To be sure things are clear, bring up the issue with your attorney before the final papers are signed. However, if the insurance contract states you as the beneficiary and your husband has simply forgotten about the policy, upon his death, you will likely be the benefit recipient,
If You Cannot Establish an Insurable Interest
If your children are grown and you have not been able to establish an insurable interest in your ex-husband, maybe he will consider taking out his own policy and just naming you as the beneficiary.
All people have an insurable interest in themselves. Your ex-husband could simply name you as the beneficiary.
In conclusion, you can have life insurance on your ex-husband if you have an insurable interest in him.
Proving an insurable interest is easy if you have young children together or if he is still paying alimony.

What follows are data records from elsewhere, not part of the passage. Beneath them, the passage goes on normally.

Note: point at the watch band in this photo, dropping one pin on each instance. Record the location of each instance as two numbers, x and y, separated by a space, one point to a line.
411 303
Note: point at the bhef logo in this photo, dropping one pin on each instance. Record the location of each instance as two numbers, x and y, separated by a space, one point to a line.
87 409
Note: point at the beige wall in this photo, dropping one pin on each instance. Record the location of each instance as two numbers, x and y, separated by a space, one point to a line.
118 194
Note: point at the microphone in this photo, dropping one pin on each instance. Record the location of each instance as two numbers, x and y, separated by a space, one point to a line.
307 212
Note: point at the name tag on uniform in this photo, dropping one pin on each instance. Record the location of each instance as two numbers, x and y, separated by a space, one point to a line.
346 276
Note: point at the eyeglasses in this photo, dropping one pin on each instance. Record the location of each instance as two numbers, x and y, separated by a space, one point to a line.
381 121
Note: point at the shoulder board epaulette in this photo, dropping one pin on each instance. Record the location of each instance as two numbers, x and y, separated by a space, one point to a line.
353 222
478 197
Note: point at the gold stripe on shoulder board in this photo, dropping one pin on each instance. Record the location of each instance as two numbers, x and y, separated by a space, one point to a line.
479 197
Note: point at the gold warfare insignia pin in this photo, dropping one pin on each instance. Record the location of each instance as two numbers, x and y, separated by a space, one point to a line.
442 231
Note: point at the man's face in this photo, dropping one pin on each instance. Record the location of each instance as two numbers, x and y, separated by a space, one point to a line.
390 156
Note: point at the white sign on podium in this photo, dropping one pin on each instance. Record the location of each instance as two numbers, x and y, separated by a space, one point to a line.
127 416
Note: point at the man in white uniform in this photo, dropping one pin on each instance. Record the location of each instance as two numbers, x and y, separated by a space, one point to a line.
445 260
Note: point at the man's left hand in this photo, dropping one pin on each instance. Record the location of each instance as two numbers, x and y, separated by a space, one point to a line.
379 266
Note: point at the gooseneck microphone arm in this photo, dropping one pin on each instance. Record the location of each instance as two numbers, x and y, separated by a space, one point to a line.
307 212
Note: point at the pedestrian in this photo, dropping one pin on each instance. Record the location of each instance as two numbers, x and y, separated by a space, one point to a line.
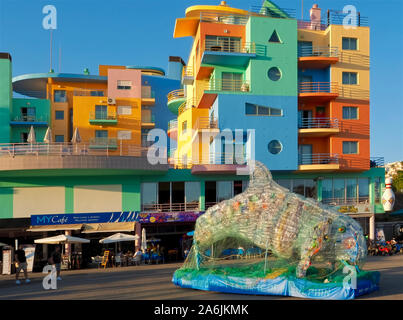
21 263
56 260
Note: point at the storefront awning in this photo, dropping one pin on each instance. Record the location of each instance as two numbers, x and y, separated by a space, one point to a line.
55 227
108 227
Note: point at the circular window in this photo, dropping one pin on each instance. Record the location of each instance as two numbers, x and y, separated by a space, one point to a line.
275 147
274 74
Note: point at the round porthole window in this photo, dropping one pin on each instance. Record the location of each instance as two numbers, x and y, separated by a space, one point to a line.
274 74
275 147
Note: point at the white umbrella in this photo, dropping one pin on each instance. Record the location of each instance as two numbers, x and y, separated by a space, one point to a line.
62 239
143 240
119 237
31 136
48 136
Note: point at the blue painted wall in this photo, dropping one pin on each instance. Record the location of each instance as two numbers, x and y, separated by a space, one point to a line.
229 109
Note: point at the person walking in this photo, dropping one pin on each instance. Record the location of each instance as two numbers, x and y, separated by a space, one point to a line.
56 260
21 263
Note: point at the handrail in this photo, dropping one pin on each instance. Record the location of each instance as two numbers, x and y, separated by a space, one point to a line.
316 123
318 87
318 158
176 94
320 51
227 46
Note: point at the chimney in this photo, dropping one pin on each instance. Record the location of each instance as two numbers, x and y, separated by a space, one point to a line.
315 14
175 66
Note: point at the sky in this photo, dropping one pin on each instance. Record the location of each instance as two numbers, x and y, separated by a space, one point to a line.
140 32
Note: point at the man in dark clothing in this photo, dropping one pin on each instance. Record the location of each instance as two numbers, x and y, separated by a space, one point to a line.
21 263
56 260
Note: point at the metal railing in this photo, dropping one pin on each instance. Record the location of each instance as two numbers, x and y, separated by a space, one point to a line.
377 162
109 147
176 94
345 201
173 124
27 118
318 123
318 87
206 123
103 116
328 52
229 46
318 158
171 207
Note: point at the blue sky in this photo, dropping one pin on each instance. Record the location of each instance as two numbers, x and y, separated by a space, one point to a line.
139 32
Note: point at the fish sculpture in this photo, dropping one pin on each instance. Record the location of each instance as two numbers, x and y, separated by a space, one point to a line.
288 225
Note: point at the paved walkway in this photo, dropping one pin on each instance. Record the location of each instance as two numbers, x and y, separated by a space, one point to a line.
154 282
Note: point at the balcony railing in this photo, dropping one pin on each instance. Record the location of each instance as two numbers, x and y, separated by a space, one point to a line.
318 158
230 46
328 52
99 116
171 207
318 87
206 123
377 162
82 149
319 123
176 94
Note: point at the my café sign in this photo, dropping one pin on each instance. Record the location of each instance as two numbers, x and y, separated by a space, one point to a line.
113 217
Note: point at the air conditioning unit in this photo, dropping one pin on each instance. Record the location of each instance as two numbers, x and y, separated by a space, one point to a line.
111 101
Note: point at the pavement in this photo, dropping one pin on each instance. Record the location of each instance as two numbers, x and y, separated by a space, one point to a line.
154 282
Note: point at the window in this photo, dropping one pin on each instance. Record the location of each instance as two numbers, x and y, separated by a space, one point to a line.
59 115
274 74
350 113
274 37
275 147
256 110
59 138
350 147
60 96
184 126
349 77
349 43
124 85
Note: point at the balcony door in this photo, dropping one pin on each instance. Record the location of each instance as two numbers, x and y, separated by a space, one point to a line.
305 154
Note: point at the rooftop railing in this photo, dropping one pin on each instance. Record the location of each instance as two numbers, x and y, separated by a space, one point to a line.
318 123
329 52
318 158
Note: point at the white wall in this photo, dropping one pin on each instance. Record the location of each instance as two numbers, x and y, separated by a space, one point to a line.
38 200
100 198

If you have past debt with both your names on it, like a mortgage, business debt or credit cards, this should prove an insurable interest. The point of life insurance is to prevent unforeseen financial hardship on one or the other party.
It is a good idea to think about the life insurance policy during the negotiation phase of your divorce. Some courts may mandate coverage for both people if they have young children.

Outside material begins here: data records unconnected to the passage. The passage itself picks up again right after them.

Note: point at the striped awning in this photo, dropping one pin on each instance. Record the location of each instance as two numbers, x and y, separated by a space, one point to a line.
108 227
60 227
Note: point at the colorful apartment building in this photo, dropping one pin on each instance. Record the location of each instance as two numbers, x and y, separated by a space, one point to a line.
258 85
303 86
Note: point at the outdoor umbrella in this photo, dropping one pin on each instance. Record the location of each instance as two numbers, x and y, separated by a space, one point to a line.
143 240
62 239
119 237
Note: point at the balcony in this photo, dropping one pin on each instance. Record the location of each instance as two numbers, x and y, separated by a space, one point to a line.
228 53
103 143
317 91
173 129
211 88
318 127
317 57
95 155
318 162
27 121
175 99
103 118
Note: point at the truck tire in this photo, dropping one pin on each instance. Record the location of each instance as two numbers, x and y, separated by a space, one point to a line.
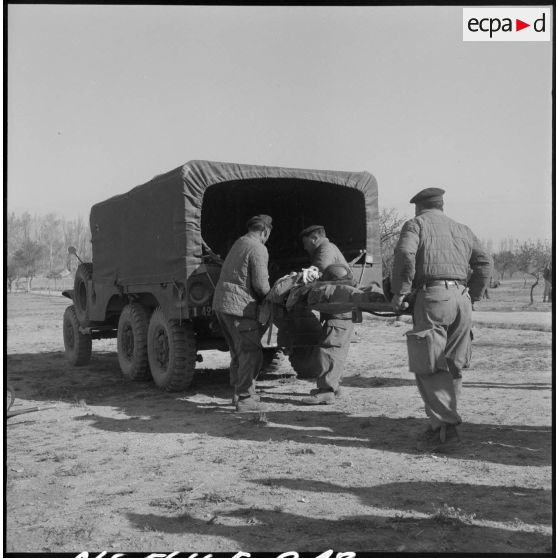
77 346
301 361
131 342
274 360
171 349
84 273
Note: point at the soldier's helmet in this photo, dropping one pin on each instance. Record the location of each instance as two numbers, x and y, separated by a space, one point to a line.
337 272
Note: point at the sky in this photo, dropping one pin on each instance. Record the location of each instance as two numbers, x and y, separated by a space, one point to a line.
103 98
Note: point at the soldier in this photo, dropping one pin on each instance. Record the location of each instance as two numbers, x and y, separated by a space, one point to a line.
432 259
329 356
242 285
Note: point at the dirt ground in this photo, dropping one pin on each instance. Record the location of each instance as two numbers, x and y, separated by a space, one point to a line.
120 466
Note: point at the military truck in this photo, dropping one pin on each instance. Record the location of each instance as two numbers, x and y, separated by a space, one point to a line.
155 263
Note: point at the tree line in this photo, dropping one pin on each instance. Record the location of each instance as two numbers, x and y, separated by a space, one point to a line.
532 258
38 245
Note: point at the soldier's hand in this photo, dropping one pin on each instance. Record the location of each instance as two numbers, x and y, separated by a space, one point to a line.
398 303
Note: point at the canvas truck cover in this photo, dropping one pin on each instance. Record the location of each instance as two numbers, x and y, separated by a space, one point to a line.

Make yourself the owner of the contract, so you can say when and how a beneficiary might be changed. You should make a point of keeping the policy in force, even if you have to pay the premium yourself.
If you forgot to include a life insurance policies discussion in your divorce negotiations, you may be able to talk to your ex about the subject, when picking up your kids from visitation.
If your husband’s income is critical to the care of your children, a life insurance policy is essential to you and your children’s wellbeing.